I’m sifting through references for the second chapter. My draft of the first chapter still has to make the round of the committee, but my advisor suggested I start reading for the second chapter. Most likely, I’ll be revising the first chapter as I glean comments and questions from my readers and reading for the second chapter at the same time. I’m writing on Maxine Hong Kingston and Helena Maria Viramontes in the second chapter, and I’ve just started going over the critical stuff on Kingston. So many essays and books . . . I need to take a break.
Which makes my mind wander back to last night when I, after reading Inhoon Choi’s novel The Square (something I’ve been meaning to do for ages but have only just gotten around to), realized that I made the most embarrassing mistake a human being can possibly make. I mean, this is a novel I’m interested in. How can I make such a mistake? Basically what I did is I made a factual error in writing a conference paper proposal on The Square and another text. While I need to put in more work on the dissertation, I for some reason thought that I’d be able to write this essay that I want to write on two books I’m really interested in if I made myself write a conference paper to begin with. The conference was a pretty prestigious one, and my proposal didn’t make it in, which didn’t upset me. But the thing is I know one of the conference organizers who would probably have read my proposal and thought that I was the sleaziest reader in the history of mankind.
The protagonist of the novel, a Korean War POW, opts to be repatriated to a “third country” over either the South or the North. At the time of narration, the protagonist is on board the ship that is taking him and a bunch of other POWs to India. And I said he was on his way to Hong Kong. The ship stops by Hong Kong and Macao on its way to India. But Hong Kong instead of India! Next time I run into this conference organizer, if I ever do, I’m definitely going to duck.
Anyway, it’s interesting reading a Korean novel that I read probably sometime in high school again. It reads very differently. I don’t know why I’m suddenly developing an interest in Korean writers. There was this lady who worked with my mom a little bit a while ago whose husband (who recently passed, RIP) was a renowned literary critic (well-known enough that you’d know who he is if I mentioned the name). When I first met her in Seoul where she was visiting for a conference and which was right before I left to study abroad, she asked me why I didn’t do Korean literature. And I’m pretty sure she said it in a way that clearly conveyed her puzzlement as to why I would want a doctorate in English. I guess it didn’t quite enter her mind that her husband’s primary works were in English literature and not in American literature. They’re the same, right? The Anglo-American continuum.
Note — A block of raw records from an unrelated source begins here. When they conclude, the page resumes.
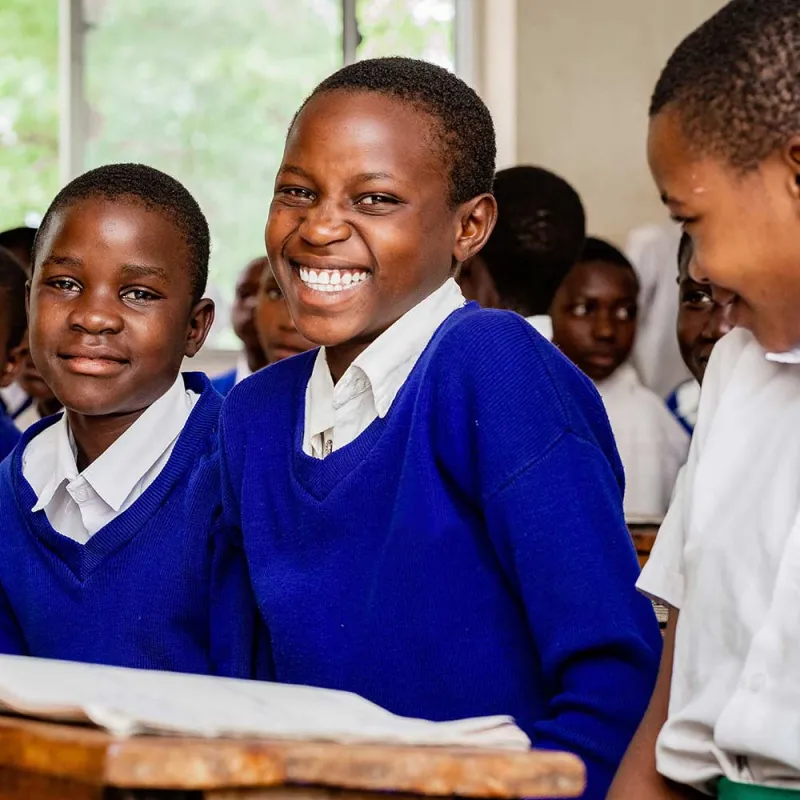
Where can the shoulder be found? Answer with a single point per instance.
(493, 350)
(225, 382)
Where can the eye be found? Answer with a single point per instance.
(697, 299)
(580, 310)
(295, 193)
(67, 285)
(377, 199)
(138, 295)
(625, 313)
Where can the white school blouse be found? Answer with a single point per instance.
(78, 505)
(336, 415)
(728, 556)
(652, 444)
She’s a nice lady, and I know that she was just puzzled and not judging. But it did make me think of why I’m not doing Korean literature. Frankly, I didn’t like twentieth-century Korean literature at the time. Depressing, depressing, depressing. The colonial period is about subjugation, exploitation, occasionally struggle for liberation; between Independence and the Korean War is about taut ideological battles; nation-reconstruction after the War is about the strenuous fight for democracy and for workers’ and citizens’ rights, about modernization which entails poor folks leaving the countryside and pouring into Seoul, about urban consumerism and those who get excluded from that. The impression I then had about Korean literature was that it was dark, gloomy, and full of hardship. Back then, I wanted none of it. Little did I know that I’d develop an interest in modern Korean literature as I got to understand what criticism meant. Better than never, I guess.